HOW IS ENDOMETRIOSIS DIAGNOSED: WHAT IS A REPEAT LAPAROSCOPY

A repeat laparoscopy, also sometimes known as a second-look laparoscopy, is performed some time after a diagnostic laparoscopy in order to monitor the progression of your endometriosis. It is most commonly performed for one of the following reasons:

Following a course of hormonal treatment

Continued infertility following surgery

Recurrence of symptoms

Persistence of symptoms following an apparently normal laparoscopy.

Following hormonal treatment

A repeat laparoscopy at the end of a course of hormonal treatment enables your gynaecologist to see exactly how effectively the treatment has eradicated your endometriosis. The location and size of your implants and cysts can be charted and compared to the chart that was made during the laparoscopy performed before your hormonal treatment began.
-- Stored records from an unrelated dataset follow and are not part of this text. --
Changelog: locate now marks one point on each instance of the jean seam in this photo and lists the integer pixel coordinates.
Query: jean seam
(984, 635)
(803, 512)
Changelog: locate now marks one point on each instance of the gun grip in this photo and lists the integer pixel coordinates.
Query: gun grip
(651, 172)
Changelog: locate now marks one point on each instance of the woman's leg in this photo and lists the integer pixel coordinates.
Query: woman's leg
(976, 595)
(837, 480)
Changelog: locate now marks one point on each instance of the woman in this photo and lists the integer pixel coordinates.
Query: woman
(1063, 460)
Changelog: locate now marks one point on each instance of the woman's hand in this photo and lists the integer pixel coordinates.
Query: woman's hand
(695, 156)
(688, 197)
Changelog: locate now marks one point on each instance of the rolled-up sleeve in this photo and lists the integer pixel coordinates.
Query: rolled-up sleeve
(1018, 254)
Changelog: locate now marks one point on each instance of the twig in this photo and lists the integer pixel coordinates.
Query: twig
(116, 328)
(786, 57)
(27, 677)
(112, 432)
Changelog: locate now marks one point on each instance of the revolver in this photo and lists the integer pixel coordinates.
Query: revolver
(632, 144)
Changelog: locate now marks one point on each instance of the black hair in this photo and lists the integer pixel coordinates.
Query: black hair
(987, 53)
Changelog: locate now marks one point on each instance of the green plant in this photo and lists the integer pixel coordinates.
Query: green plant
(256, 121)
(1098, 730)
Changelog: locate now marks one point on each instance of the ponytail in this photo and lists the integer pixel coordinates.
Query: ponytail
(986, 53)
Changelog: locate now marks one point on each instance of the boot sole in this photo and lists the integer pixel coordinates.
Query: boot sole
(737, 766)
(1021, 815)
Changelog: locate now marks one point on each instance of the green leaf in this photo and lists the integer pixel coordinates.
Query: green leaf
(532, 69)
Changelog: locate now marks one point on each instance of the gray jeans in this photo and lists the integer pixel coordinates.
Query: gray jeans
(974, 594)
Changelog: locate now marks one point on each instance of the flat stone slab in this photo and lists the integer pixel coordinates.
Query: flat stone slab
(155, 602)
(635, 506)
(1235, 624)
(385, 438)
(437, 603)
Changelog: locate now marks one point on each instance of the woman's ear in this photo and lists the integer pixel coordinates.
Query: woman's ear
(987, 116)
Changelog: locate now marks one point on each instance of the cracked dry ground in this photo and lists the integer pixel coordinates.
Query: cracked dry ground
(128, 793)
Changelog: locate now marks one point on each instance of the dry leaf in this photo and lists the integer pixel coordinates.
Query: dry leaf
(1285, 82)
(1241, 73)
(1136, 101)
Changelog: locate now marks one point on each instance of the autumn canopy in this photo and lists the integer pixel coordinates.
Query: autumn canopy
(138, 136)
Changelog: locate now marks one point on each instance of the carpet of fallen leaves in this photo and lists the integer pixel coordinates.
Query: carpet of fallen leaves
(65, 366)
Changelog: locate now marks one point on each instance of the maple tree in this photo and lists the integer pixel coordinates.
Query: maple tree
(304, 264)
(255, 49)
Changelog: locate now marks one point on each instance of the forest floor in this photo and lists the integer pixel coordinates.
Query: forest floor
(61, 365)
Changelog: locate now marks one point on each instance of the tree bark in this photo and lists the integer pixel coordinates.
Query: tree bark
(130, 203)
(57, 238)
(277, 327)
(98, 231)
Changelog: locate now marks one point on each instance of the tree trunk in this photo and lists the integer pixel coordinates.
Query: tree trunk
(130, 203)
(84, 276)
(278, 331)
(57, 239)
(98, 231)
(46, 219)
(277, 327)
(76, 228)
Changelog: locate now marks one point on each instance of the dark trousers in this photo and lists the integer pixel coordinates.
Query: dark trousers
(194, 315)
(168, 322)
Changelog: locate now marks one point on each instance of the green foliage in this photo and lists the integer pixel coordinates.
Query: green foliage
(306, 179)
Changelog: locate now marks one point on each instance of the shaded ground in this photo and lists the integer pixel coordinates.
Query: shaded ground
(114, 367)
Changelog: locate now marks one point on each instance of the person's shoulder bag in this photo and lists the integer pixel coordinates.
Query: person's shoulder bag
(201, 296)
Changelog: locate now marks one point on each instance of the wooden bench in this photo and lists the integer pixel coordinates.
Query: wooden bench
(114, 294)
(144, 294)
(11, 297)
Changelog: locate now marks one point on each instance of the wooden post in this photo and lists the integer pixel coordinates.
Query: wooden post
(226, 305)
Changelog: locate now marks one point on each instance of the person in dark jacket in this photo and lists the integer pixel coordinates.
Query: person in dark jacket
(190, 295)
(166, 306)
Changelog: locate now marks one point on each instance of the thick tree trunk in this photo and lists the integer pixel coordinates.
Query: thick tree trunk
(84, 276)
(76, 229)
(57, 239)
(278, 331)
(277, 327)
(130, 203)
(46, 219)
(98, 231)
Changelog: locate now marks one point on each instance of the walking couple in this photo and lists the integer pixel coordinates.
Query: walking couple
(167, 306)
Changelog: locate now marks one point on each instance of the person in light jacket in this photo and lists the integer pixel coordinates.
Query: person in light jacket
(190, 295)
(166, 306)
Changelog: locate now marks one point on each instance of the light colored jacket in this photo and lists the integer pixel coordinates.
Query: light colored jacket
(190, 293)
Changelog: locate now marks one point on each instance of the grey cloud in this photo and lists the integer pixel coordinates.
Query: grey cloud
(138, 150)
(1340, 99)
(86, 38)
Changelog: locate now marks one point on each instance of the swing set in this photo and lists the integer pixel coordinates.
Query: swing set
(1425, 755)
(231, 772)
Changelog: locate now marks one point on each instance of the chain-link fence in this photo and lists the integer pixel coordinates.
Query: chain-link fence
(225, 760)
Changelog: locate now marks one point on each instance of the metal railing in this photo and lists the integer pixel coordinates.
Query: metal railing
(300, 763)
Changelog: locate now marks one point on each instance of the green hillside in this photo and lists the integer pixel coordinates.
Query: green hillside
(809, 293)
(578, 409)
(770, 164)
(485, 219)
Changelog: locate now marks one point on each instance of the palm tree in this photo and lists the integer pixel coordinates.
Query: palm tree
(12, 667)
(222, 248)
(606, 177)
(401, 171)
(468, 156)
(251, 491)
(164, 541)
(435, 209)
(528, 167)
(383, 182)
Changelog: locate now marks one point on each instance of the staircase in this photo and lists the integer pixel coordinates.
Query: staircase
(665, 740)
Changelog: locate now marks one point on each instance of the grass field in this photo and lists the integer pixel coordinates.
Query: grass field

If the repeat laparoscopy showed that the treatment had eradicated your endometriosis then nothing further needs to be done for the time being. If it showed that the treatment had only been partially effective then it might be worthwhile considering a continuation of the same treatment. If it showed that the treatment had been ineffective you will need to consider some other form of treatment.

Infertility

If you have had surgery in order to improve your chances of conceiving, a repeat laparoscopy may be recommended if you have not conceived within six to twelve months of the surgery. In thus situation the laparoscopy will be performed to determine whether or not any adhesions have developed that may be reducing your chances of pregnancy.

Recurrence

A repeat laparoscopy is advisable if you have a recurrence of your symptoms following a period of remission, particularly if you are contemplating any treatment. You really need to know that the symptoms are due to endometriosis and not some other condition. In addition, it is advisable not to undertake any hormonal treatment unless you know that you definitely have endometriosis.

Normal laparoscopy

A repeat laparoscopy may be advisable if you have had a persistence or worsening of symptoms that may be due to endometriosis, despite the fact that you have previously had an apparently normal diagnostic laparoscopy. It is now recognised that, in the past, a proportion of women with endometriosis were incorrectly diagnosed as not having endometriosis because their gynaecologists did not recognise their atypical implants or because they had microscopic endometriosis.